Serious? Seriousness is well above my pay grade.
yep, at least on my drive it does.
(note I emulated this by removing the sata cable and not the power cable, as opposed to a nifty diode steered backup battery).
re-connected the drive after 5 min, and re-enumerated the drive, and it was rather blank.
-nB
whois gawk date unzip strip find touch finger mount join nice man top fsck grep eject more yes exit umount sleep dump
You mean, something bizarre like accidentally restoring a boot sector to the wrong partition?
Normally this wouldn't do any harm as long as you fix the problem before you mount the partition again. However, if the drive interprets the data by itself, even immediately fixing this may be too late.
The Tao of math: The numbers you can count are not the real numbers.
You're off by so many orders of magnitude, it hurts.
The chance of generating that particular e-mail, if it's 2 KiB, is 1 in 2^16384. (That's not really the number you want -- you want the chance of generating a similarly-incriminating e-mail.
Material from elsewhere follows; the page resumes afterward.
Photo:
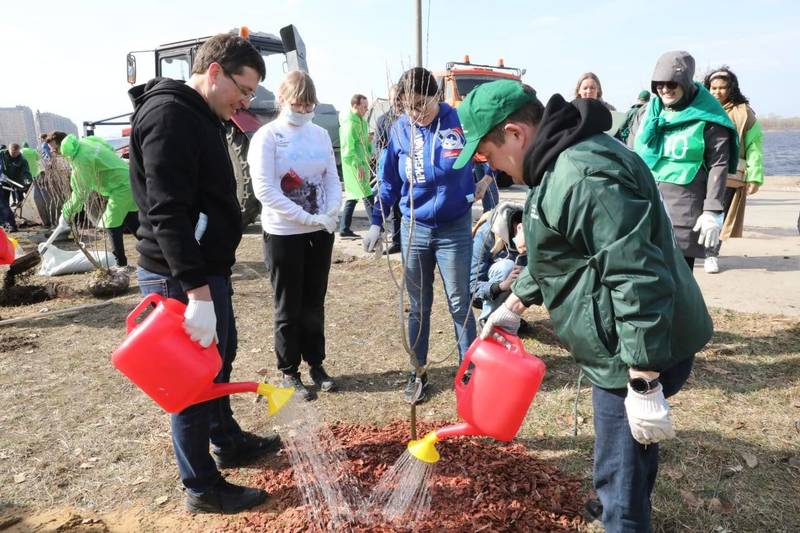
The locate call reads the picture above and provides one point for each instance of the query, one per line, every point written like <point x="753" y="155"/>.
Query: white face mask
<point x="298" y="119"/>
They're roughly equally improbable, though.)
So that's 1 in 2^16384 compared to 2^30 copies of the e-mail that would fit on the drive.
If the prosecution scoured every drive ever made for a random sequence of bits that looked like that e-mail, they'd never find it.
Plus, the expert witness generally has a better and less technical answer. Defense lawyers don't ask technical questions like that: the expert witness will undoubtedly have an answer, and you'll bore the jury to tears, which they hate.